Quantification of skeletal kinetic indices in Paget's disease using dynamic 18F-fluoride positron emission tomography.

The purpose of this study was to quantify indices of regional bone metabolism in Paget's disease and to compare these indices with normal bone using dynamic 18F-fluoride positron emission tomography (PET). Seven patients with vertebral Paget's disease had 1 h dynamic 18F-fluoride PET scans performed. The scans included a diseased vertebra and an adjacent normal vertebra. Arterial plasma input functions were also measured. A three-compartment, four-parameter model was used with nonlinear regression analysis to estimate bone kinetic variables. Compared with normal bone, pagetic bone demonstrated higher values of plasma clearance to bone mineral (Ki; 1.03 x 10(-1) vs. 0.36 x 10(-1) ml/min per milliliter; p = 0.018) and clearance to total bone tissue (K1; 2.38 x 10(-1) vs. 1.25 x 10(-1) ml/min per milliliter; p = 0.018), reflecting increased mineralization and blood flow, respectively.
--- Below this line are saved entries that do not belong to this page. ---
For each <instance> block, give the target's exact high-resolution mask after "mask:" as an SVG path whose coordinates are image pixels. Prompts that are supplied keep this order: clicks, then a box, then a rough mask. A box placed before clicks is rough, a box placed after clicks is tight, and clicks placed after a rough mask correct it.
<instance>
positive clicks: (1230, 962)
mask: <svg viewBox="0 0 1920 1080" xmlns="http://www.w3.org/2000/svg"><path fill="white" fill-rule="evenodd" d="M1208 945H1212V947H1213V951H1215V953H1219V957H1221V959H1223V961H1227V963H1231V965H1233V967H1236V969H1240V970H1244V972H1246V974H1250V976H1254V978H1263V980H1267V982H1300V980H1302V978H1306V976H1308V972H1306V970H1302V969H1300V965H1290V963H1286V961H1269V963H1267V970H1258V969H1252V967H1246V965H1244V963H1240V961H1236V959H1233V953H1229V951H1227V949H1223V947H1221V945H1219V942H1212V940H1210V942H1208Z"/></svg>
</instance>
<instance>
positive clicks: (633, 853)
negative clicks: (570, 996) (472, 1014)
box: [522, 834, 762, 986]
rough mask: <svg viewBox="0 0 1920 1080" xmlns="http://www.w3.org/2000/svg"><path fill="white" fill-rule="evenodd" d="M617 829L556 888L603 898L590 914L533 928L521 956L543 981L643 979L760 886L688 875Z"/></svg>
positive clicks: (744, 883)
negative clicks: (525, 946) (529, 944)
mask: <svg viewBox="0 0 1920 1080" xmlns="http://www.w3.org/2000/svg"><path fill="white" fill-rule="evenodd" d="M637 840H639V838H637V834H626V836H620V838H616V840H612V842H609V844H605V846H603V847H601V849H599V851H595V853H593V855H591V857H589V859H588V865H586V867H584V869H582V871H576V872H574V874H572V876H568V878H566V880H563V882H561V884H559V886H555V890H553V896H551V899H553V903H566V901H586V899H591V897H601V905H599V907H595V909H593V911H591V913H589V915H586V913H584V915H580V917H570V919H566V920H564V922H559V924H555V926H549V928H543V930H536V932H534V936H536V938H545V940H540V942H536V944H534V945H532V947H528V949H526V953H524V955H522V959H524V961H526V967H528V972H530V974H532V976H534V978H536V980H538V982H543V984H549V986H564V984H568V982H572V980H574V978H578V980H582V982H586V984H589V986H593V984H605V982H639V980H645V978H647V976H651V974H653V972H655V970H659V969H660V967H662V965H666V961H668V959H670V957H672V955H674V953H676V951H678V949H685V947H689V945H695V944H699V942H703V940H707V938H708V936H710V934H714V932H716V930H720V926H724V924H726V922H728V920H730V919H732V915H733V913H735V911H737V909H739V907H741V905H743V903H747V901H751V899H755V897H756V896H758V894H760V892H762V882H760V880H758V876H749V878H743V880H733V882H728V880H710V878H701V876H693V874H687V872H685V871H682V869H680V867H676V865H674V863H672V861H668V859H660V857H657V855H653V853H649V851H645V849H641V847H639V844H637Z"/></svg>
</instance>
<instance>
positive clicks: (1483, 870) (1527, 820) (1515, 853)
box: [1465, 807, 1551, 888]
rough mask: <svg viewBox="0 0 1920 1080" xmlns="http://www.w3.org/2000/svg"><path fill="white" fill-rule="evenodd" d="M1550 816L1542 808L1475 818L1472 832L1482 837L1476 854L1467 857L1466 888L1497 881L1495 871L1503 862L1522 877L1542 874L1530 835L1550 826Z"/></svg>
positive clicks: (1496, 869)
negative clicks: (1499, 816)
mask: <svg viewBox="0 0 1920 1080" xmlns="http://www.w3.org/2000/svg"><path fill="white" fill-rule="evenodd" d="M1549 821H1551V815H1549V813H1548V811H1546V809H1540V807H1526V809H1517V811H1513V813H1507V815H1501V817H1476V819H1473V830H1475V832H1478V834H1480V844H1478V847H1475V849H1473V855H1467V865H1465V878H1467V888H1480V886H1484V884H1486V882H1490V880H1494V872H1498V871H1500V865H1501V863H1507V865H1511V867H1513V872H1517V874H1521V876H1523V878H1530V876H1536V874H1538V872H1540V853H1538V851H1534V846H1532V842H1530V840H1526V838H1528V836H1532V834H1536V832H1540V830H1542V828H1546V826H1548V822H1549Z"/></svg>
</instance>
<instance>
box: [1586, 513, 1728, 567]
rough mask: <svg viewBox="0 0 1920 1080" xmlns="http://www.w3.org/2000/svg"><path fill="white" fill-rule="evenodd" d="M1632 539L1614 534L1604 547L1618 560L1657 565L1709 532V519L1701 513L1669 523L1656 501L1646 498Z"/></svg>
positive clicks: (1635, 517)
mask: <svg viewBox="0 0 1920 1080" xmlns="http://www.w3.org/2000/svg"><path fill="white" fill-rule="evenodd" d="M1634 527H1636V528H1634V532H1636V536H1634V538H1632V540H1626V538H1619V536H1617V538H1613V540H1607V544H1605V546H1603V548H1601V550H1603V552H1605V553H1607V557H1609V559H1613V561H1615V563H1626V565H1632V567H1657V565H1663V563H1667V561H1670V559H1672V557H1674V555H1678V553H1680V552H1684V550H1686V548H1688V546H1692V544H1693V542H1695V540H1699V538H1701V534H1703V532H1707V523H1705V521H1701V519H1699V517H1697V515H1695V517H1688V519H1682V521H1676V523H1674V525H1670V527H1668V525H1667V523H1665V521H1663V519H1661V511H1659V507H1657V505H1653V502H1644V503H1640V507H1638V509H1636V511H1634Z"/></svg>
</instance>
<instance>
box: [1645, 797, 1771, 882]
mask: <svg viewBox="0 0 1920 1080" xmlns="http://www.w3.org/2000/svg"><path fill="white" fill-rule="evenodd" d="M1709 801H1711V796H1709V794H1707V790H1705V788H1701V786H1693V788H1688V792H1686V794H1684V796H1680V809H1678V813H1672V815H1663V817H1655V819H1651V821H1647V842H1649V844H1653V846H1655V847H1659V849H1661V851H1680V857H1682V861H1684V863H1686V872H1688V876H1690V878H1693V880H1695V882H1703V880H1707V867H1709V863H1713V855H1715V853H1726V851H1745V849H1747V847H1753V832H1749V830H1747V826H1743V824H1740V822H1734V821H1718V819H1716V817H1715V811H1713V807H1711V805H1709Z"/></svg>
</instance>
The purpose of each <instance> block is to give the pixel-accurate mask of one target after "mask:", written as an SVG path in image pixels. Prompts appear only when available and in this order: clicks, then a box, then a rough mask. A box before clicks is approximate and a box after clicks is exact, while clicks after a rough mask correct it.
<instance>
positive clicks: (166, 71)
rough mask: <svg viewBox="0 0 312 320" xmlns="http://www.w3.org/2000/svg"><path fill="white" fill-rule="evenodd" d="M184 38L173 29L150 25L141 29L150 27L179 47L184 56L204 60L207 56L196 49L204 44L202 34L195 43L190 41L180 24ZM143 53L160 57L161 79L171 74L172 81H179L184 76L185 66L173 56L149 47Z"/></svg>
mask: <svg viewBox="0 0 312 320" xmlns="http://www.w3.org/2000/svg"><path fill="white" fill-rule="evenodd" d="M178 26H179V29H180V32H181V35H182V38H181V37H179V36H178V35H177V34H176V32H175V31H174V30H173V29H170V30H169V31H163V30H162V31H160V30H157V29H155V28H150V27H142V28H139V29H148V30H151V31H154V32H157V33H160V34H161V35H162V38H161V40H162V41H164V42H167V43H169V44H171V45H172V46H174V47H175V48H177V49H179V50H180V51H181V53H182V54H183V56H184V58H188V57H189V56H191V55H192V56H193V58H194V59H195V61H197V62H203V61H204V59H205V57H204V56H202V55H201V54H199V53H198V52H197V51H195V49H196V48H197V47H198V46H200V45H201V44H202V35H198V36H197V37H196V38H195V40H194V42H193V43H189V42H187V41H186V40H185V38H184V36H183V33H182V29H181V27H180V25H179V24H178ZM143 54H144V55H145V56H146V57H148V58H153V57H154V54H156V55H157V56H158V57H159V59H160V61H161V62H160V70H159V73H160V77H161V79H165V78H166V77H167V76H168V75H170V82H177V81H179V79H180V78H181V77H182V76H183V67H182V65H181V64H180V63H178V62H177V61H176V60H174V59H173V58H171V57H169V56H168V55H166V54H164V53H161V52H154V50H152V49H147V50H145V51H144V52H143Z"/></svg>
Release of 18F-fluoride from bone mineral (k4) was lower in pagetic bone (p = 0.022), suggesting tighter binding of 18F-fluoride to bone mineral. The notional volume of the extravascular bone compartment (K1/k2) was greater in pagetic bone (p = 0.018). Although the unidirectional extraction efficiency from the extravascular space to bone mineral (Ki/K1) was greater in pagetic bone (p = 0.018), a lower pagetic value of k2 (p = 0.028), describing the rate of transfer from the bone extravascular compartment to plasma, suggests that the 18F-fluoride that enters the relatively fibrotic marrow space of pagetic bone may be less accessible for return to plasma. These findings confirm some of the known pathophysiology of Paget's disease, introduce some new observations, and show how dynamic 18F-fluoride PET may be of value in the measurement of regional metabolic parameters in focal bone disorders.